INFO:tensorflow:Restoring parameters from /tmp/tfx-interactive-2020-10-15T09_26_00.686186-pmz3k9ac/Trainer/model_run/9/serving_model_dir/model.ckpt-10000
INFO:tensorflow:Assets added to graph.
INFO:tensorflow:Assets written to: /tmp/tfx-interactive-2020-10-15T09_26_00.686186-pmz3k9ac/Trainer/model_run/9/eval_model_dir/temp-1602754361/assets
INFO:tensorflow:SavedModel written to: /tmp/tfx-interactive-2020-10-15T09_26_00.686186-pmz3k9ac/Trainer/model_run/9/eval_model_dir/temp-1602754361/saved_model.pb

Warning:absl:Support for estimator-based executor and model export will be deprecated soon. Please use export structure <ModelExportPath>/serving_model_dir/saved_model.pb"
WARNING:absl:Support for estimator-based executor and model export will be deprecated soon. Please use export structure <ModelExportPath>/eval_model_dir/saved_model.pb"
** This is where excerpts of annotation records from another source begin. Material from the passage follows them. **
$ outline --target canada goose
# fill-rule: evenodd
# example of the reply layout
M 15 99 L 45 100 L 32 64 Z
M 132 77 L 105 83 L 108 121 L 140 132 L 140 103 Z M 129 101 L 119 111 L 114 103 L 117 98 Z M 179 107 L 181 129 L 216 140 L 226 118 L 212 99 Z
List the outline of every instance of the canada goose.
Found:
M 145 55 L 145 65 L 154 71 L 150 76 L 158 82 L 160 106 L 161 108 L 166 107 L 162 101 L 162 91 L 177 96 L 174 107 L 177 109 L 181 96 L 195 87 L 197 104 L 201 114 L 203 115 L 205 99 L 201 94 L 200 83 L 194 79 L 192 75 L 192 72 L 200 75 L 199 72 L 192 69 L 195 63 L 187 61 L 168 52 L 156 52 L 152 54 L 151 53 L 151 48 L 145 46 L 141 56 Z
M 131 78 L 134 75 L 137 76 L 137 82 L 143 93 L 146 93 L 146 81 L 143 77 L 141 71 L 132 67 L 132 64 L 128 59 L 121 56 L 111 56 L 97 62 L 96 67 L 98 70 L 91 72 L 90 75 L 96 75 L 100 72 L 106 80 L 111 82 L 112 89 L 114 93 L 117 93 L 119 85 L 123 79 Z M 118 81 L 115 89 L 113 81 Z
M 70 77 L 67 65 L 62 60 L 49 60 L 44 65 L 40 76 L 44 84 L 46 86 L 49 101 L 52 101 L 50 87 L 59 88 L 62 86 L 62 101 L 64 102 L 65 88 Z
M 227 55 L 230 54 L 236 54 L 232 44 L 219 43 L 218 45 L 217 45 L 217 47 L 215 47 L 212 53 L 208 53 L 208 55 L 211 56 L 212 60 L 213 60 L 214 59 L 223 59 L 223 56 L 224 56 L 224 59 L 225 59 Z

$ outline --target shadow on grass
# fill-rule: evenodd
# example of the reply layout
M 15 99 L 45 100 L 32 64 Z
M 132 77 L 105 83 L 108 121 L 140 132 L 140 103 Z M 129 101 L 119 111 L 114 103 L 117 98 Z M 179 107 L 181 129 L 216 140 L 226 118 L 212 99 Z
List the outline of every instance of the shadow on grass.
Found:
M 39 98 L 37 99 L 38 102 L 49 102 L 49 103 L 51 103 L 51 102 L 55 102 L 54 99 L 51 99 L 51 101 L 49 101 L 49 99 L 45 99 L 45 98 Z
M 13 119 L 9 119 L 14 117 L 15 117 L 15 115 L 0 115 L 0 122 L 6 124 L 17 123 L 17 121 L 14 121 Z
Take a peek at the trained model which was exported from Trainer.

train_uri = trainer.outputs['model'].get()[0].uri
serving_model_path = os.path.join(train_uri, 'serving_model_dir')
exported_model = tf.saved_model.load(serving_model_path)
exported_model.graph.get_operations()[:10] + ["..."]
[<tf.Operation 'global_step/Initializer/zeros' type=Const>,
 <tf.Operation 'global_step' type=VarHandleOp>,
 <tf.Operation 'global_step/IsInitialized/VarIsInitializedOp' type=VarIsInitializedOp>,
 <tf.Operation 'global_step/Assign' type=AssignVariableOp>,
 <tf.Operation 'global_step/Read/ReadVariableOp' type=ReadVariableOp>,
 <tf.Operation 'input_example_tensor' type=Placeholder>,
 <tf.Operation 'ParseExample/ParseExampleV2/names' type=Const>,
 <tf.Operation 'ParseExample/ParseExampleV2/sparse_keys' type=Const>,
 <tf.Operation 'ParseExample/ParseExampleV2/dense_keys' type=Const>,
 <tf.Operation 'ParseExample/ParseExampleV2/ragged_keys' type=Const>,
 '...']

Let's visualize the model's metrics using Tensorboard.


# Get the URI of the output artifact representing the training logs,
# which is a directory
model_run_dir = trainer.outputs['model_run'].get()[0].uri

%load_ext tensorboard
%tensorboard --logdir {model_run_dir}

Model Serving

Graph regularization only affects the training workflow by adding a regularization term to the loss function. As a result, the model evaluation and serving workflows remain unchanged. It is for the same reason that we've also omitted downstream TFX components that typically come after the Trainer component like the Evaluator, Pusher, etc.

Conclusion

We have demonstrated the use of graph regularization using the Neural Structured Learning (NSL) framework in a TFX pipeline even when the input does not contain an explicit graph. We considered the task of sentiment classification of IMDB movie reviews for which we synthesized a similarity graph based on review embeddings. We encourage users to experiment further by using different embeddings for graph construction, varying hyperparameters, changing the amount of supervision, and by defining different model architectures.